El del medio / Selva Almada

  Estaba despidiendo al chofer del camión jaula que había venido a llevarse una carga de pollos cuando la vio a su mujer hablando con Tonio, su hermano menor.
     Verónica tenía a la criatura encajada en la cadera, la musculosa y el shorcito le dejaban medio cuerpo al aire. Habría llegado mientras él estaba en los galpones cazando pollos. ¿Ya se le habría pasado la bronca? Ayer los dos habían peleado y ella había agarrado el nene y la camioneta y se había mandado a mudar a lo de su madre. Cuando pasó a su lado le gritó que no pensaba ir a buscarla de nuevo y otras cuantas cosas que el ruido del motor le habrá impedido escuchar. Por suerte, porque se arrepintió enseguida. Él a Vero la quiere, pero ella lo saca de las casillas cada dos por tres.
    
     Su padre le advirtió que eran muy jóvenes para casarse. Pero la opinión de su viejo estaba contaminada por su propia experiencia. No confiaba en el matrimonio. O, mejor dicho, desconfiaba de la lealtad de las mujeres. No era para menos: la suya lo había dejado con tres hijos chicos y se había pirado con su mejor amigo.
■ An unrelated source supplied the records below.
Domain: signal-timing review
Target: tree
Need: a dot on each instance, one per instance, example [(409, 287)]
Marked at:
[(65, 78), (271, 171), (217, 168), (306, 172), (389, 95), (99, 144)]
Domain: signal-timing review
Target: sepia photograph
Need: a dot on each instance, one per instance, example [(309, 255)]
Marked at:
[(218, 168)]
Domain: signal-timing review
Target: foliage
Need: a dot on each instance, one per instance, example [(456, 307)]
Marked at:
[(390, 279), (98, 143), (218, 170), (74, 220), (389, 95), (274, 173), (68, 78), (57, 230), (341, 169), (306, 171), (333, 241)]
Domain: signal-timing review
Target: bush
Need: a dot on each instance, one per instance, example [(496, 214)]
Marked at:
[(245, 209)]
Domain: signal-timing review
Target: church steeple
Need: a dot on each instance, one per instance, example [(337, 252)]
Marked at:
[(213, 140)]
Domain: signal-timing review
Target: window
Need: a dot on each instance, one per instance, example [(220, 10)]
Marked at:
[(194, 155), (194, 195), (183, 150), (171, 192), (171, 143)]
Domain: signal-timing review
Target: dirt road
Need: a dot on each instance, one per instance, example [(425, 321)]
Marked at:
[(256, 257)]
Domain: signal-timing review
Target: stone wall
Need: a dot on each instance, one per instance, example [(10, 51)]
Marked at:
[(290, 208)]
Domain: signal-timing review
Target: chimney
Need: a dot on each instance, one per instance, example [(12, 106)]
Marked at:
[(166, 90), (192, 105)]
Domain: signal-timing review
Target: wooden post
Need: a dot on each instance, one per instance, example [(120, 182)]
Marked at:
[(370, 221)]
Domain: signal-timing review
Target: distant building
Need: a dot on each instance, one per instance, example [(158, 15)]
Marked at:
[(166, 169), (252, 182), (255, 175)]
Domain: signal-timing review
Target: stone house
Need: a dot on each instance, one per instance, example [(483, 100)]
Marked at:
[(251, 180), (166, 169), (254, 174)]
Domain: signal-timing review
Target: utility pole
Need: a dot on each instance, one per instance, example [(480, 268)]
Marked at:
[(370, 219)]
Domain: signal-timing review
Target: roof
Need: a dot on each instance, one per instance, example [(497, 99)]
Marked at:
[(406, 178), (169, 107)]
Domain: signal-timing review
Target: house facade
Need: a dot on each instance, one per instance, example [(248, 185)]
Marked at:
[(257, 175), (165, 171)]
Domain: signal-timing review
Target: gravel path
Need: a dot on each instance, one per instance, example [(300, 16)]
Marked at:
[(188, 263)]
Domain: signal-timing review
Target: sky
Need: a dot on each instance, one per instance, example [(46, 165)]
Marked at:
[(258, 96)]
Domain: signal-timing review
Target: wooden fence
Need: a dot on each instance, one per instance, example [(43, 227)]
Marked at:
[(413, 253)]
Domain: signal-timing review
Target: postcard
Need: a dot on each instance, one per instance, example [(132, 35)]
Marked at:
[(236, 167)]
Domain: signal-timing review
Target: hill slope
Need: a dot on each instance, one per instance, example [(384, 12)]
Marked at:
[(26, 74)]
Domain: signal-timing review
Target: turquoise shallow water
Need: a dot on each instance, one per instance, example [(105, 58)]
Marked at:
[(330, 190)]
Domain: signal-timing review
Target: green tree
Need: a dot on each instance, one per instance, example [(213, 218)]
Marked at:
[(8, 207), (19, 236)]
No había razón para que su padre creyera en la lealtad de nadie.
     Sin embargo él, pese a su corta edad, creía que las cosas podían ser distintas. Con Vero estaban enamorados y la noticia del nene en camino fue la excusa perfecta para estar juntos como Dios manda, sin que ella tuviera que escaparse para verlo.
     Si no la hubieses preñado, no entrabas nunca a mi familia, le había dicho el padre de Vero, pero ahora que me la echaste a perder, te casás. No voy a criar un nieto guacho.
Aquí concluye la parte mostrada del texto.